PIRATE SHIP (31109) SUMMARY
- NAME: Pirate Ship
- SET #: 31109
- THEME: Creator 3-in-1
- COST: $139.99 CAD
- BRICK COUNT: 1260
- MINIFIGURES: 3 + 1 Skeleton
- RELEASE DATE: August 24, 2020
PIRATE SHIP (31109) REVISITED QUICK REVIEW
- VALUE: 94% (6% increase over the original review due to increased build time.)
- BUILD: 80% (10% decrease from original review due to less sophisticated build.)
- MINIFIGURES: 81% (7% increase over original review due to changed review metrics.)
- ENTERTAINMENT: 80% (20% decrease from original review; the inn is not as fun as the ship.)
- OVERALL SCORE: 84% (4% decrease from the original review)
PIRATE SHIP (31109) REVISITED REVIEW
Obviously, the cost-per-brick for this set has not changed since our original review. At full price, the set costs $139.99 in Canada and features 1260 pieces. Consequently, the cost-per-brick is $0.11. Similarly, the average cost-per-brick that we keep track of at True North Bricks has also not changed since we published the review. As such, the score in this category remains 90%. However, we have introduced a new metric when looking at the value-per-brick in the last year. That 90% score comes from a comparison with all LEGO® sets reviewed on the blog. In this Pirate Ship (31109) revisited review, we also need to consider the cost-per-brick compared only to other Creator 3-in-1 sets. While the value remains good in that regard, it is not as good and earns a score of 86%. Taken together, the cost-per-brick rating for the Pirate Ship is 88%.

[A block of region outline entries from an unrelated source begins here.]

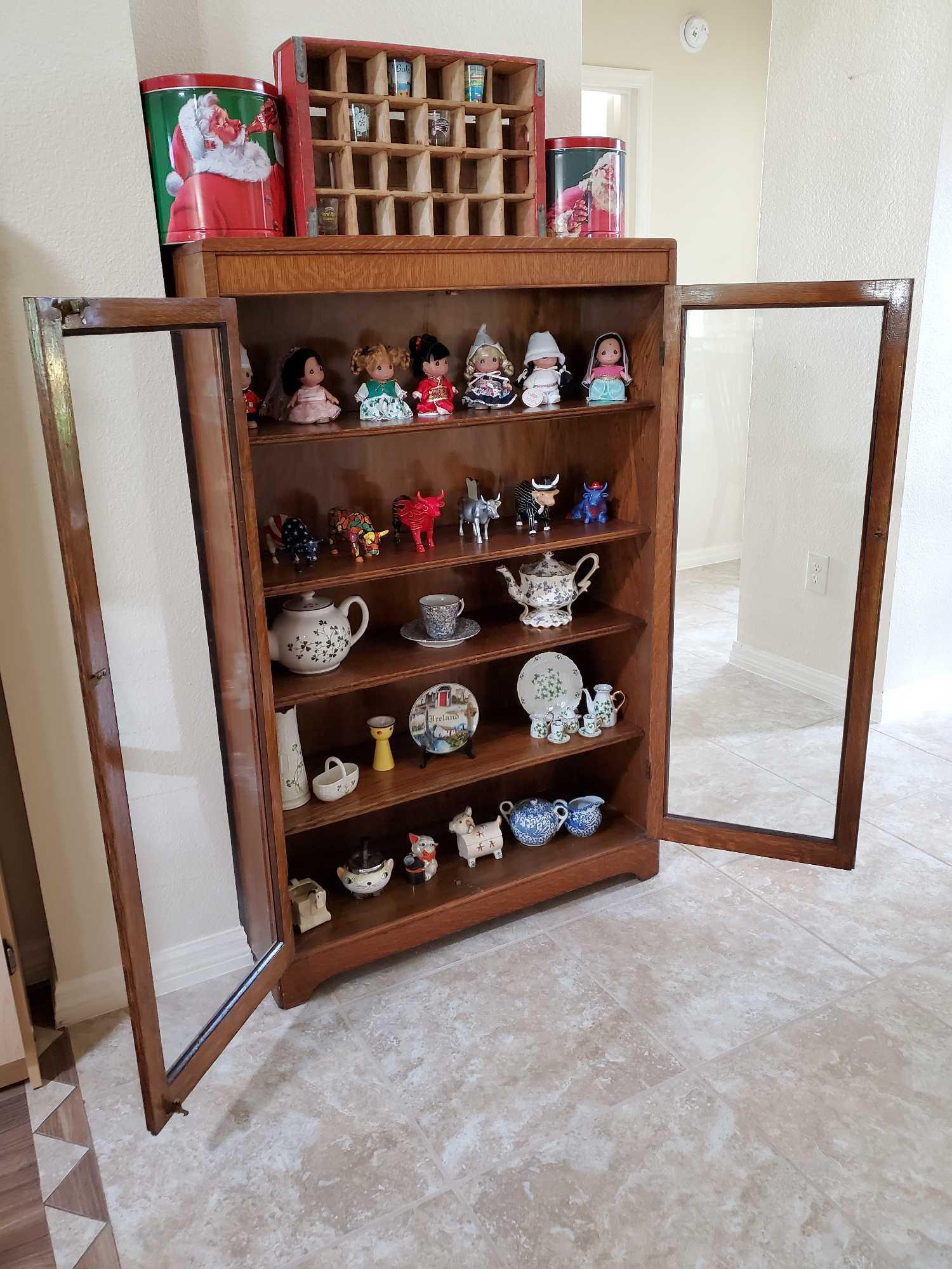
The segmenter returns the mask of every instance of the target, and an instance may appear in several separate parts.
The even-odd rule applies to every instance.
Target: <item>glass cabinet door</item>
[[[853,864],[910,299],[668,288],[652,835]]]
[[[235,409],[235,302],[39,298],[25,308],[142,1100],[156,1133],[293,954],[275,841],[281,792],[265,756],[274,714],[260,671],[264,613],[253,602],[260,558],[248,547],[256,525],[248,430]],[[100,338],[72,338],[86,335]],[[80,406],[84,385],[94,385],[79,429],[67,341]],[[103,346],[102,364],[85,364]],[[151,401],[133,396],[146,364]],[[136,404],[117,437],[95,405],[104,383],[119,395],[123,368]],[[159,489],[143,447],[162,454]],[[88,489],[80,452],[90,459]],[[116,471],[119,481],[102,487]],[[110,567],[100,558],[98,576],[94,543],[104,541]],[[176,990],[192,981],[193,991]]]

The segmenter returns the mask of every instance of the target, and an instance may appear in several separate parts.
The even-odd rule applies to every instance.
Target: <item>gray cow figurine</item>
[[[501,490],[495,497],[484,497],[476,481],[467,480],[466,497],[459,499],[459,537],[463,536],[463,525],[470,524],[477,542],[482,542],[484,529],[486,530],[486,542],[489,542],[489,522],[499,519],[501,501]]]

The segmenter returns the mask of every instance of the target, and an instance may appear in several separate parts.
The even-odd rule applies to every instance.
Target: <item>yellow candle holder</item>
[[[396,718],[392,718],[390,714],[374,714],[373,718],[367,720],[371,735],[377,741],[377,747],[373,750],[374,772],[393,770],[393,754],[390,749],[390,737],[393,735],[395,723]]]

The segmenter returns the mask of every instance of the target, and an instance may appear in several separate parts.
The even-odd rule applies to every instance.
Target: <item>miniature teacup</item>
[[[581,720],[581,727],[579,728],[579,735],[588,736],[589,740],[602,735],[602,728],[598,725],[598,714],[585,714],[585,717]]]
[[[423,595],[420,617],[429,638],[452,638],[456,623],[466,608],[466,602],[458,595]]]
[[[353,793],[360,778],[357,763],[341,763],[339,758],[329,758],[320,775],[311,780],[314,796],[321,802],[336,802],[347,793]]]
[[[548,735],[548,723],[552,718],[551,713],[545,714],[531,714],[529,716],[529,735],[533,740],[545,740]]]

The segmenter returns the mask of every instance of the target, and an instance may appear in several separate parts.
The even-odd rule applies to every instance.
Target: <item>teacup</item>
[[[423,595],[420,617],[429,638],[452,638],[466,603],[458,595]]]
[[[552,714],[531,714],[529,716],[529,735],[533,740],[545,740],[548,735],[548,723]]]

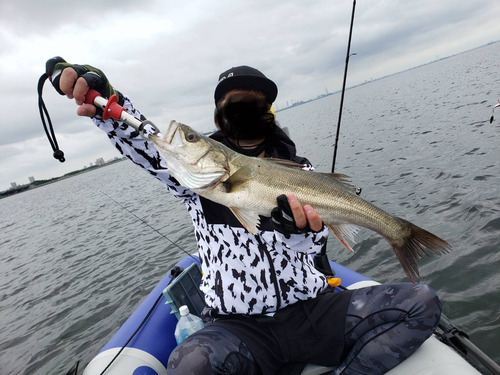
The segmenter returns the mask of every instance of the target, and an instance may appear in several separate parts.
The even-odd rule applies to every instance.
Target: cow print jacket
[[[124,108],[137,118],[141,114],[124,97]],[[142,117],[144,119],[144,117]],[[205,302],[218,314],[266,314],[317,296],[327,287],[325,276],[314,268],[312,254],[321,250],[328,229],[318,233],[285,236],[261,217],[256,235],[246,231],[231,211],[180,186],[151,142],[120,121],[93,118],[111,143],[133,163],[160,180],[181,199],[193,220],[202,265],[201,290]],[[297,157],[295,145],[277,128],[276,142],[266,155],[306,164]],[[217,139],[217,133],[213,136]],[[304,163],[305,162],[305,163]]]

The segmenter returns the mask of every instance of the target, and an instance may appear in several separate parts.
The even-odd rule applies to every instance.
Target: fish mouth
[[[172,144],[174,137],[177,134],[177,131],[179,130],[179,128],[180,128],[179,123],[177,123],[175,121],[170,122],[170,125],[168,126],[168,130],[167,130],[168,137],[165,137],[166,141],[167,141],[166,143],[168,143],[169,145]],[[172,133],[172,134],[170,134],[170,133]]]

The build time for this set changed markedly since assembling the first model. Interestingly, the Inn variant of the set uses considerably less pieces. However, it takes considerably more time to piece together. Why is that? When assembling the Pirate Ship proper, you build in the typical fashion of one numbered bag at a time. When working on the Inn, you empty all the bags at once. Consequently, you have to search for each piece in a sea of 1260 bricks. It takes a lot longer. Five hours and ten minutes to be precise. Comparatively, the ship build took me three hours and 12 minutes. Whether compared to LEGO® sets in general or just to other Creator kits, that is a phenomenal build-time value. Solid 100% in this category. Averaging this with the cost-per-brick score gives an overall value rating of 94%.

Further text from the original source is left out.